⑦「無不~」は、「~ざるはなし」とよみ、「~しないものはない」と訳す。二重否定。「有才無不適=才有らば適せざる無(な)し」〈才能があれば、(どこにいても)心にかなわないことはないでしょう〉〔高適・送柴司戸充劉卿判官之嶺外〕▽「莫不~」も、「~ざるはなし」とよみ、意味・用法ともに同じ。

⑧「無非~」は、「~(に)あらざるはなし」とよみ、「~でないものはない」と訳す。二重否定。「動無非法=動くこと法に非(あら)ざるは無(な)し」〈いっさいの行動はすべて法に基づかないものはなくなる〉〔韓非子・有度〕▽「莫非~」も、「~(に)あらざるはなし」とよみ、意味・用法ともに同じ。

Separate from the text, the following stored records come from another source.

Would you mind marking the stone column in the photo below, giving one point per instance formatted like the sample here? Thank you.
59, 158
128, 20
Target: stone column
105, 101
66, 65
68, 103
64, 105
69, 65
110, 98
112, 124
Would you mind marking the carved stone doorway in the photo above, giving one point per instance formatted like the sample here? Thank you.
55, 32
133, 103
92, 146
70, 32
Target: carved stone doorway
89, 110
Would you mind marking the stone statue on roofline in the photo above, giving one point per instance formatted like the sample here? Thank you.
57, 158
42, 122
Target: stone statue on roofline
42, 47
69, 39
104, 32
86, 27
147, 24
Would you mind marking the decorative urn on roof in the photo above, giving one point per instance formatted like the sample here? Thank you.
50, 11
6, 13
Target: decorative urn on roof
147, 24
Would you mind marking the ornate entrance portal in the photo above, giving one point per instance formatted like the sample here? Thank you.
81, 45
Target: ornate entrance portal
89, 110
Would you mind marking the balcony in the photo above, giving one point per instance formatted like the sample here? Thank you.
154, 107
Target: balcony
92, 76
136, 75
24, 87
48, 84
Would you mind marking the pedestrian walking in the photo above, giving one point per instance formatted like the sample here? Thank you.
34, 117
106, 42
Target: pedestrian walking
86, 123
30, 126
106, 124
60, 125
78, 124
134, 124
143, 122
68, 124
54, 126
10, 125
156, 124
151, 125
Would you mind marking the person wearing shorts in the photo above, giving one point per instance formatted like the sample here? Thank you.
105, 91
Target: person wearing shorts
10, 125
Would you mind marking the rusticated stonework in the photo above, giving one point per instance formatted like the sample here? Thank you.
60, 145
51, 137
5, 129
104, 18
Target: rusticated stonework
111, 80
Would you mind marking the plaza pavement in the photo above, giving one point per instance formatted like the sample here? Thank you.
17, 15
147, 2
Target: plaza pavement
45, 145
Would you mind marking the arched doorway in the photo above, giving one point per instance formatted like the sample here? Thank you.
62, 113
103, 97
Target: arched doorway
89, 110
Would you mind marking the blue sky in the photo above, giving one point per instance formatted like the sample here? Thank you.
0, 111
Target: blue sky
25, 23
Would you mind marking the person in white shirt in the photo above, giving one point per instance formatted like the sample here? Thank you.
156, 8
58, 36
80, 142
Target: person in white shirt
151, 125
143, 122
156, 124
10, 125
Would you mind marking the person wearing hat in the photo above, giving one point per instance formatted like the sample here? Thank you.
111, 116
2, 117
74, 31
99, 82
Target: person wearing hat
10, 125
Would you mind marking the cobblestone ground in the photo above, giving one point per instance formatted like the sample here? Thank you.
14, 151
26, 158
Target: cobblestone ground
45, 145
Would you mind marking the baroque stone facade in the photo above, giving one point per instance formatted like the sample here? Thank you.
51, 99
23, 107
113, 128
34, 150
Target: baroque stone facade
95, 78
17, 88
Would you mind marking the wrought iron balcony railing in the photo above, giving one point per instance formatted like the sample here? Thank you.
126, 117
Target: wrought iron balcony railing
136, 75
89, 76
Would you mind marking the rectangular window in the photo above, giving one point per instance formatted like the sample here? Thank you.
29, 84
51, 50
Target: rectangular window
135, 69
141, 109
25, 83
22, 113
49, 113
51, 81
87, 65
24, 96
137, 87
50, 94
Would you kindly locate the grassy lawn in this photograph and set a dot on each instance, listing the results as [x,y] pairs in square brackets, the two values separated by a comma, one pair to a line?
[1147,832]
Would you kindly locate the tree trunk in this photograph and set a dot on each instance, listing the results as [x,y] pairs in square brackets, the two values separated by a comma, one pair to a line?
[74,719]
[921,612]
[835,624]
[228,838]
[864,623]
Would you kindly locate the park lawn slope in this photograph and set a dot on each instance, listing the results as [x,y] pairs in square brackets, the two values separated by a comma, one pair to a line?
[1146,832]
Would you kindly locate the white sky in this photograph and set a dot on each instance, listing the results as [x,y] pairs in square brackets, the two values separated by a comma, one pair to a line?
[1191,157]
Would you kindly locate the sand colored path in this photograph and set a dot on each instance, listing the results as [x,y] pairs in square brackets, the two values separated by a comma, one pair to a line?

⑨「無寧~」は、「むしろ~か・や」「むしろ~なからんか・や」とよみ、「~のほうがいい」「~のほうがましである」と訳す。反語で、婉曲に断定する意を示す。「且予与其死於臣之手也、無寧死於二三子之手乎=かつ予(わ)れその臣の手に死なん与(よ)りは、無寧(むしろ)二三子の手に死なん」〈それにわしは家来などの手で死ぬよりは、むしろお前たちの手で死にたいものだね〉〔論語・子罕〕

⑩「無(毋)乃~乎(与)」は、「すなわち~なからんや」「むしろ~や」とよみ、「どちらかといえば~ではないか」と訳す。婉曲に断定する意を示す。「居簡而行簡、無乃大簡乎=簡に居て簡を行ふは、乃(すなは)ち大(はなは)だ簡なること無(な)からん」〈鷹揚に構えて鷹揚に行うのでは、余りに鷹揚すぎるのではないだろうか〉〔論語・雍也〕

字通

仮借、もと象形。人の舞う形で、舞の初文。卜文に無を舞(雨乞いの祭)の字に用い、ときに雨に従う形に作る。有無の無の意に用いるのは仮借。のちもっぱらその仮借義に用いる。〔説文〕六上に「豊かなり」と訓し、字を林に従う字とする。〔説文〕が林とするその部分は、舞袖の飾りとして加えたもので、金文に見えるその字形を、誤り伝えたものである。また「豊かなり」の訓も、〔爾雅、釈詁〕「蕪は豊かなり」とみえる蕪字の訓である。〔説文〕にまた「或いはう、規模の字なり。大册に従うは、数の積なり。林なる者は、木の多きなり。册と庶と同意なり」とし、「商書に曰く、庶草繁蕪す」と〔書、洪範〕の文を引く。今本に「蕪 外字ばんぶ」に作る。〔説文〕は字を林に従うものとして林部に属し、そこから繁蕪の意を求めるが、林は袖の飾り、字は人が両袖をひろげて舞う形。のち両足を開く形であるせんを加えて、舞となる。いま舞には舞を用い、無は有無の意に専用して区別する。

訓義

  1. まう、まい。舞の初文。
  2. ない、なし、あらず、なかれ、いな。
  3. むなしい、虚無。
  4. 蕪と通じ、しげる、ゆたか。
  5. 字はまた无に作る。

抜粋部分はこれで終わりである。